米労働省が2022年11月4日に発表した10月の米雇用統計によると、非農業部門の就業者数は前月から26.1万人増と、市場予想の約20万人増を上回りました。9月の就業者数は26.3万人増から31.5万人増に上方修正されました。部門別では教育・医療や専門事業(事業支援)などでの伸びが目立ちました(図表1参照)。

失業率は3.7%と、市場予想の3.6%、9月の3.5%を上回りました(図表2参照)。10月の労働参加率は62.2%と、前月の62.3%から低下しました。

平均時給は前月比は0.4%増と、市場予想の0.3%増、前月の0.3%増を上回りました。一方で前年同月比では4.7%増と、市場予想には一致しましたが前月の5.0%増を下回りました(図表3参照)。

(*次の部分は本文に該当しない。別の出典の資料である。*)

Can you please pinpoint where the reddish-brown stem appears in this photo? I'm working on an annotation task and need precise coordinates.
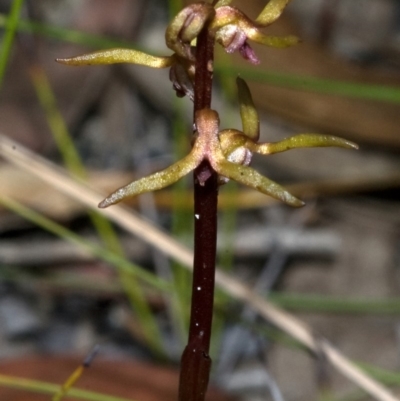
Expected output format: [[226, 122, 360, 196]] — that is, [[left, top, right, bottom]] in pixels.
[[179, 14, 218, 401]]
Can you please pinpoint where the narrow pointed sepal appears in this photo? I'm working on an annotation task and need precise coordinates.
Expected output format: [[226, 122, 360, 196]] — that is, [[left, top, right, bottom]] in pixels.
[[248, 31, 300, 49], [56, 49, 175, 68], [213, 160, 304, 207], [215, 0, 232, 8], [236, 77, 260, 141], [252, 134, 358, 155], [256, 0, 290, 26], [99, 150, 202, 209]]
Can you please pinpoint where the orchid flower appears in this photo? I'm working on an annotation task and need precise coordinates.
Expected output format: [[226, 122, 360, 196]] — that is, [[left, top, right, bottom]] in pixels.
[[99, 78, 357, 208]]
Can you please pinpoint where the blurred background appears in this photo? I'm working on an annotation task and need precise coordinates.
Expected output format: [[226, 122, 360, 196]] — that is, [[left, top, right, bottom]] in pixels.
[[0, 0, 400, 401]]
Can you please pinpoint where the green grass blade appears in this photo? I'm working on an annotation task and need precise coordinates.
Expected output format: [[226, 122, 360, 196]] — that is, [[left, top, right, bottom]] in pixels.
[[0, 0, 24, 87], [0, 196, 170, 291], [216, 64, 400, 104], [0, 374, 137, 401], [31, 66, 163, 353]]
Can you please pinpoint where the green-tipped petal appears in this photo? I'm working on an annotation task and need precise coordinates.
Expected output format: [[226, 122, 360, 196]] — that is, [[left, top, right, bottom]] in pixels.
[[252, 134, 358, 155], [256, 0, 290, 26], [99, 151, 202, 209], [236, 77, 260, 141], [247, 30, 300, 49], [214, 0, 232, 8], [56, 49, 175, 68], [213, 160, 304, 207]]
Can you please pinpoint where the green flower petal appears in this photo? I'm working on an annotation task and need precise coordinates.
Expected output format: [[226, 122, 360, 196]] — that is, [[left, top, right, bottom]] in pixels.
[[212, 156, 304, 207], [56, 49, 175, 68], [236, 78, 260, 141], [256, 0, 290, 26], [99, 147, 203, 209], [246, 30, 300, 49], [250, 134, 358, 155]]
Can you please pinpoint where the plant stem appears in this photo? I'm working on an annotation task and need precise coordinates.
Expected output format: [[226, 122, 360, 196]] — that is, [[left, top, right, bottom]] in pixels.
[[179, 18, 218, 401]]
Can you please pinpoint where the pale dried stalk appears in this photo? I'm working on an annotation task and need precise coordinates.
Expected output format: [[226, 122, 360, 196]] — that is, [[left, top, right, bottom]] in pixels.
[[0, 135, 399, 401]]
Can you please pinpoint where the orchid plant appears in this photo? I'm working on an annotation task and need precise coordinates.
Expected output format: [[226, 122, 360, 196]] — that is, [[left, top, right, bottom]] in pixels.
[[57, 0, 357, 401]]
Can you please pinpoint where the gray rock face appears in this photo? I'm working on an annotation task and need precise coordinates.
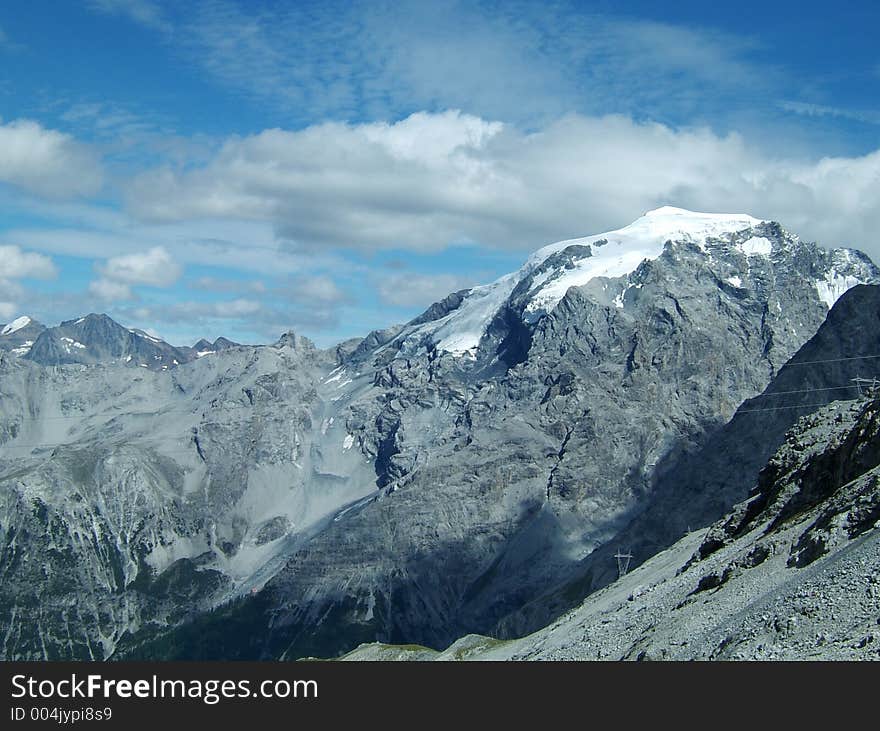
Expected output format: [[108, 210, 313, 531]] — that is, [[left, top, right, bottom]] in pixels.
[[23, 314, 196, 370], [496, 286, 880, 636], [0, 210, 878, 658], [404, 396, 880, 660]]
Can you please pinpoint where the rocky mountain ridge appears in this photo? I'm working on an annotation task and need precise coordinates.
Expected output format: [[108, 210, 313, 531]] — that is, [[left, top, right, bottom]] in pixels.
[[344, 394, 880, 660], [0, 209, 878, 659]]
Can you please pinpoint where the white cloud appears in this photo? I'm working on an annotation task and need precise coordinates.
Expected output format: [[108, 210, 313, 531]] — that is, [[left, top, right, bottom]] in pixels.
[[100, 246, 183, 287], [88, 0, 169, 30], [204, 298, 260, 318], [129, 112, 880, 264], [136, 0, 779, 125], [0, 302, 18, 321], [89, 279, 134, 302], [0, 246, 58, 279], [284, 274, 348, 305], [0, 120, 103, 198], [376, 272, 478, 307], [191, 277, 266, 294]]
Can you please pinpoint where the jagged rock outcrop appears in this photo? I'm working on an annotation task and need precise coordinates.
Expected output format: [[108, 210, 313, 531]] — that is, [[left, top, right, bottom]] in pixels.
[[0, 209, 878, 658], [344, 395, 880, 660]]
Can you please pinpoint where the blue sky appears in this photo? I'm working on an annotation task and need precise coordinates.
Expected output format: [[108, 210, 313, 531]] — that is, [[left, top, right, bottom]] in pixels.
[[0, 0, 880, 345]]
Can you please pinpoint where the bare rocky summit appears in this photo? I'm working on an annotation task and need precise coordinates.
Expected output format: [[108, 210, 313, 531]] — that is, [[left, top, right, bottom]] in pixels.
[[0, 208, 880, 659]]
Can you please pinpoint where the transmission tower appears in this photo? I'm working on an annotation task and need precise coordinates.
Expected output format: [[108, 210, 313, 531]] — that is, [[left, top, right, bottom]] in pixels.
[[614, 548, 632, 579]]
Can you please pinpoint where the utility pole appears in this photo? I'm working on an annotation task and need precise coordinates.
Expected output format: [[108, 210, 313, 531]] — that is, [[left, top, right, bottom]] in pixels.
[[614, 548, 632, 579]]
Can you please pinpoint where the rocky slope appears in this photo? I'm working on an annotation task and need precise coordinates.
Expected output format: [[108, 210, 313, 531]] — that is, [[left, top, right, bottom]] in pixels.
[[345, 396, 880, 660], [0, 315, 46, 356], [0, 209, 878, 658]]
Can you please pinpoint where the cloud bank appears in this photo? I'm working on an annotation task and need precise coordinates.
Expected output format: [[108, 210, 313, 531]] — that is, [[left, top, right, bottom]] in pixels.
[[0, 120, 103, 198], [128, 111, 880, 256]]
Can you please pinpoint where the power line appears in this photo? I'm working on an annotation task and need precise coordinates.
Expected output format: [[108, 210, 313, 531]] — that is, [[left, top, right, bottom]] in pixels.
[[746, 385, 857, 401], [736, 399, 849, 414], [783, 355, 880, 368]]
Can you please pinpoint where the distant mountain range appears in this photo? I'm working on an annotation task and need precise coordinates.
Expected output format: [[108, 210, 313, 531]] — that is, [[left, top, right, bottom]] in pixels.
[[0, 314, 238, 370], [0, 207, 880, 659]]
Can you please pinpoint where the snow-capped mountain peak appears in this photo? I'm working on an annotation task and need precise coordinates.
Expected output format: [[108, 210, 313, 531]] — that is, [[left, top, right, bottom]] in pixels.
[[0, 315, 31, 335], [402, 206, 876, 356]]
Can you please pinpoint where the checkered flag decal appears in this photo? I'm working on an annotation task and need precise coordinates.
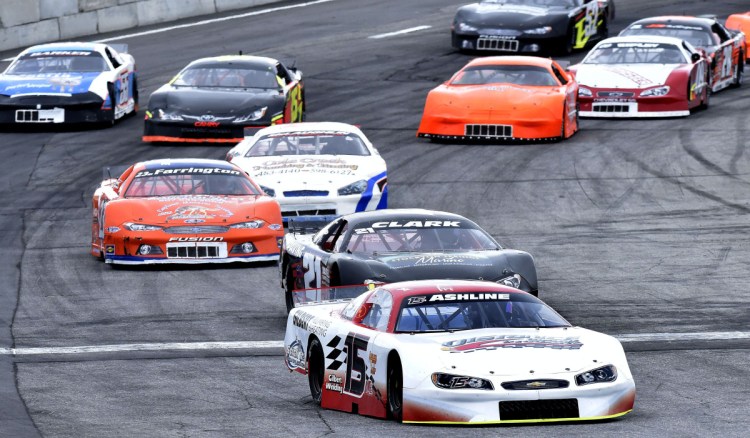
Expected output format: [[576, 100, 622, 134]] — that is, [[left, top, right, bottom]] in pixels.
[[326, 336, 346, 370]]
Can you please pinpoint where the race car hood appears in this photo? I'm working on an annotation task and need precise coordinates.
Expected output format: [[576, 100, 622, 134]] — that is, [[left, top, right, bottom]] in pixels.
[[241, 155, 385, 191], [404, 327, 622, 374], [576, 64, 682, 89], [0, 73, 106, 96], [456, 3, 571, 34], [108, 195, 273, 225], [149, 85, 285, 118], [367, 250, 524, 283], [425, 84, 565, 118]]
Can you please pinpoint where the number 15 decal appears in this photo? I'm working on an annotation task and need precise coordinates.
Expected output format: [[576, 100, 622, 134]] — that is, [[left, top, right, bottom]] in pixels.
[[344, 333, 370, 397]]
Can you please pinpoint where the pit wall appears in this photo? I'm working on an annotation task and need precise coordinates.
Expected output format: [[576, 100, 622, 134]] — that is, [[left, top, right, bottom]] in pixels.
[[0, 0, 283, 51]]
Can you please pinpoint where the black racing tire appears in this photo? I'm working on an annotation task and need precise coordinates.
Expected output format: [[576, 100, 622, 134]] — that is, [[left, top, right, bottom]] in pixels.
[[307, 338, 325, 406], [284, 263, 294, 313], [732, 58, 745, 88], [386, 354, 404, 423]]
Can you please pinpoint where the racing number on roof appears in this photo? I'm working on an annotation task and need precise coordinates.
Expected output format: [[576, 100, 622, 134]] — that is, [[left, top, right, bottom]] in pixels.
[[344, 332, 370, 397], [575, 1, 599, 49], [290, 85, 302, 123]]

どこに注目すべきか:米雇用統計、強弱、失業率、賃金トラッカー

10月の米雇用統計の内容は強弱まちまちで、解釈も様々なものが見られます。ただし緩やかながら米雇用市場の減速感は浮き彫りとなっていると見ています。

雇用統計で最初に注目される就業者数は前月比26.1万人増と市場予想を上回ったこと、米国の人口増などから想定される適正水準を上回る点で雇用の強さが示されていたとみられます。しかし、就業者数の前月比平均を年次別に見ると21年は56.2万人増、22年は年初来で40.7万人増で雇用のペースに減速感も見られます。

就業者を部門別に見ても強弱が見られます。新型コロナウイルスが落ち着いてから就業者の伸びをけん引してきた娯楽・接客部門の伸びに陰りがみられる一方で、景気変動に対し安定的な教育・医療部門や専門事業は高水準の伸びを維持しています。なお、コロナ禍で採用が拡大した運輸・倉庫部門に落ち着きが見られます。

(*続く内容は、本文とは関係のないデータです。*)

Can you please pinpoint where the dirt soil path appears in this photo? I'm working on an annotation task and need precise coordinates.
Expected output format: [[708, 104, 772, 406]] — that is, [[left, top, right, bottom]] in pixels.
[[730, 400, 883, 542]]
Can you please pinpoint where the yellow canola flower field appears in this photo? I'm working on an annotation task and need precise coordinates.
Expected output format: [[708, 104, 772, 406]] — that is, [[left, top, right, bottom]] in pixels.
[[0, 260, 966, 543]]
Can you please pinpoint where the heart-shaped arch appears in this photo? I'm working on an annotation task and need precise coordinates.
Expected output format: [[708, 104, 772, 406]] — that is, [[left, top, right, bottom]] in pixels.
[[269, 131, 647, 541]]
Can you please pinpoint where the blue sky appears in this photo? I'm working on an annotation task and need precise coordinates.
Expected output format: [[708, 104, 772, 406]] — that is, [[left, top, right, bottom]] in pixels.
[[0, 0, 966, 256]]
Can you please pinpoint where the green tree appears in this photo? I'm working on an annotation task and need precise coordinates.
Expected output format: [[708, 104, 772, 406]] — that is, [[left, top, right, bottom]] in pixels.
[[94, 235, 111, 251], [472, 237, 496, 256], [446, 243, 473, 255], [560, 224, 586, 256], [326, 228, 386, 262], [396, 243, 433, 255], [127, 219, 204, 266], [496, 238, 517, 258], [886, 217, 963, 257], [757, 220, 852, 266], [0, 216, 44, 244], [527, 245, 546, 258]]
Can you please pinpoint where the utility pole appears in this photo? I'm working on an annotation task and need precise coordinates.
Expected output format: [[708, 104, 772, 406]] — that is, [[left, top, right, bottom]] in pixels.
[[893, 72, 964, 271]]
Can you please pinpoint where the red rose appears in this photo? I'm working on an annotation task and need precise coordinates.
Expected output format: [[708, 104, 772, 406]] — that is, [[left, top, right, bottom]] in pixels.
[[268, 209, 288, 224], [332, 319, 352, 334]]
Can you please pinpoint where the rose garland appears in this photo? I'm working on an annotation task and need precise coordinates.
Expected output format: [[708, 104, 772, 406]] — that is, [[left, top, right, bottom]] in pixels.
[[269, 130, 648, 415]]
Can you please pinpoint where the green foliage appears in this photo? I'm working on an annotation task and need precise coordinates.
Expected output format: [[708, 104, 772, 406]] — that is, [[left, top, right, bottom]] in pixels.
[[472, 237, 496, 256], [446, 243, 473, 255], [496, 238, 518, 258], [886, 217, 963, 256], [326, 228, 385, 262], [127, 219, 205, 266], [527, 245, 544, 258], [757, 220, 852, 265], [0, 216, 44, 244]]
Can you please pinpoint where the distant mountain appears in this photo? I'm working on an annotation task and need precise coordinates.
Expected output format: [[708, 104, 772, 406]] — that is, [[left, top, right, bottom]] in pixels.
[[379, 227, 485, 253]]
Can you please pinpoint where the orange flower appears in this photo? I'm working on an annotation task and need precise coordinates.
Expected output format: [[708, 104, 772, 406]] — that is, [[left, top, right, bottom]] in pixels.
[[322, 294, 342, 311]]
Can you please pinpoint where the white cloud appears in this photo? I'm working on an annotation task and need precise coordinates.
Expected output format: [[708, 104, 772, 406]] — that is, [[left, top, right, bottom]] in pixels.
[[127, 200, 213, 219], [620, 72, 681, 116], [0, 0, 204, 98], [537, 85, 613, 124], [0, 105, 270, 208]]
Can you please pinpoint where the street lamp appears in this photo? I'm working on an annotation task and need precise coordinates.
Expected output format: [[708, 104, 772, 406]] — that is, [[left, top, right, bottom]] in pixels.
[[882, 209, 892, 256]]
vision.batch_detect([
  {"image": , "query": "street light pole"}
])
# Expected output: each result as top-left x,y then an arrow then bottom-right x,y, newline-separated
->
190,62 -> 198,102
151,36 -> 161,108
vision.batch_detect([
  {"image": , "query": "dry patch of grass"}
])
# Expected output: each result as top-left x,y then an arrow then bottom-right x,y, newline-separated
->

失業率は3.7%に悪化しました。依然低水準という見方がある一方で、前月からは悪化したという強弱まちまちな見方があります。一方で失業率の内容に注目すると、10月の上昇の背景は失業率データの元となる家計調査ベースの就業者数で、前月に比べ32.8万人減少しています。前出の就業者数は事業所調査では前月比26.1万人の増加でした。集計方法の違い、と言ってしまえばそれまでですが、強弱の違いはこのようなところにも見られます。教訓として、一つの指標ではなく、幅広く指標を眺めて判断することが重要と思われます。

賃金にも強弱が見られます。前月比は0.4%増と市場予想を上回った一方、前年比は市場予想通りでした。賃金の伸びの水準は依然高いとみられます。しかし、複数の賃金指標を並べた図表3で確認すると、賃金トラッカーなど複数の賃金指標の伸びに減速の兆しが見られます。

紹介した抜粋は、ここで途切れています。